Em sessão de sua Comissão de Constituição e Justiça realizada ontem, o Senado aprovou em caráter terminativo (ou seja, a proposição não precisa ser submetida ao plenário) o projeto de lei do senador Aloízio Mercadante que proíbe os motoristas com até um ano de habilitação (ou seja, os que possuem apenas a permissão para dirigir) de conduzir em rodoviais e estradas, exceto nos trechos urbanos. A fundamentação da proposta revisita as estatísticas de guerra do trânsito brasileiro.

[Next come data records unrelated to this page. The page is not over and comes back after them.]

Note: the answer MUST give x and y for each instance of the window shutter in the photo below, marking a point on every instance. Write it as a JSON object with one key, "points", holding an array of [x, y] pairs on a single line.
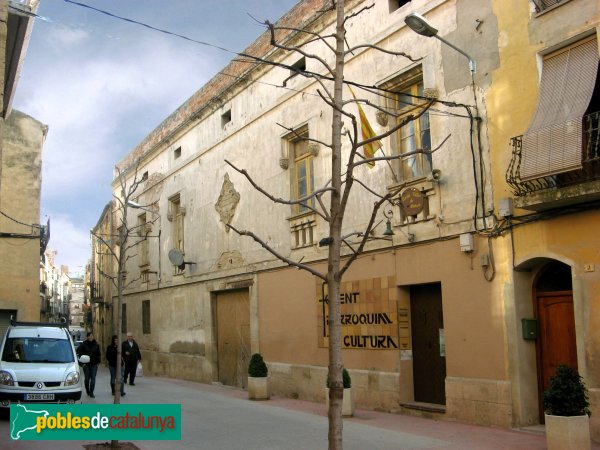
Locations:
{"points": [[553, 142]]}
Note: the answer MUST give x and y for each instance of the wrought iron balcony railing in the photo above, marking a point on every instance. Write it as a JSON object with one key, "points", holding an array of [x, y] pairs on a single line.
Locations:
{"points": [[542, 5], [590, 161]]}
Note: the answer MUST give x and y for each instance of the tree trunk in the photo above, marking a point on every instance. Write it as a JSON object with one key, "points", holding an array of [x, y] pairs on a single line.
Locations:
{"points": [[123, 233], [336, 390]]}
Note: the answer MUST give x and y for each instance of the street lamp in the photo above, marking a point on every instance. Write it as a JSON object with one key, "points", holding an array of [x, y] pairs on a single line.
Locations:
{"points": [[135, 205], [419, 25]]}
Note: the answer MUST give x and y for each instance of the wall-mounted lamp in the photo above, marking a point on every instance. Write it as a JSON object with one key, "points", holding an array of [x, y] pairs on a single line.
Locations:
{"points": [[325, 242], [419, 25]]}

Com todo o respeito que tenho por Mercadante, considero a proposição estúpida, como em geral o são as ideias baseadas na lógica dos-fins-justificam-os-meios. Naturalmente, precisamos dar um basta na violência no trânsito, mas isso exige, dentre outros: 1) seriedade nos cursos de formação de condutores e não o oba-oba que é hoje em dia; 2) combate à corrupção que infesta todos os setores dos departamentos de trânsito e atividades correlatas; 3) estímulo ao senso de responsabilidade do cidadão, desde o ensino primário; 4) combate ao consumo de bebidas alcoólicas, abstraindo o lobby das cervejarias; 5) atuação honesta e educativa dos agentes de trânsito.
A proposição de Mercadante é inconstitucional, por violar o princípio da isonomia. Na medida em que uma pessoa foi habilitada (ainda que provisoriamente, sob a condição de não cometer infração grave ou gravíssima no período da permissão), não se justifica que possa transitar por algumas vias e outras não. Se habilitado está o condutor, impedi-lo de trafegar por certos locais me parece até cerceamento do direito de ir e vir.
Pior: a proposição é inútil. Sua premissa é de que, após dirigir um ano em áreas urbanas, o motorista teria mais prática e estaria mais apto a enfrentar as estradas. Tolice. A uma, porque o tempo de habilitação nada assegura quanto à aptidão do indivíduo para dirigir. A duas, porque muita gente se habilita e, por não ter carro próprio, não dirige durante o tempo de permissão, ganhando a habilitação definitiva sem cometer infração porque, justamente, não dirigiu. A três, porque dirigir na cidade é diferente de fazê-lo em estradas (p. ex., velocidade máxima permitida, traçado da malha viária, população às margens da vida, procedimentos de parada na via e de conversão que exija cruzar a faixa da contramão, dentre outros), de modo que um motorista viciado na cidade pode até ficar mais inapto para enfrentar a estrada. A quatro, porque o número de acidentes nas cidades é extraordinário e não será afetado pela medida.
Lembre-se, ainda, que seria uma restrição a mais para fiscalizar, gerando infrações que só poderiam ser constatadas mediante a abordagem do condutor e conferência de seus documentos. Se já faltam agentes de Polícia Rodoviária para as atribuições atuais, imagine com a novidade. É mais perda de tempo (desviando os esforços policiais de questões mais relevantes) e oportunidade para corrupção.
Ou seja, além de não trazer benefícios, a proposta atrapalha.
2 comentários:
Amado mestre, sucedâneo de Rui barbosa no conhecimento do nosso direito intertemporal. Realmente tens razão quando dizes que a norma proposta pelo parlamentar não trará grande benefício a nosso já combalido trânsito.Melhor seria a criação de escolas de transito voltadas realmente a formar um motorista preparado para as adversidades de nossas ruas, e a criação de entidades de trânsito que não tenham como objetivo principal assaltar os bolsos dos motoristas.
O Justiceiro (HEROÍ DO SERTÃO)
Acredito que a proposta não será aprovada. Caso seja, podemos esperar uma ação judicial. Tudo isso poderia ser economizado se as pessoas pensassem em medidas eficazes, em vez de enérgicas.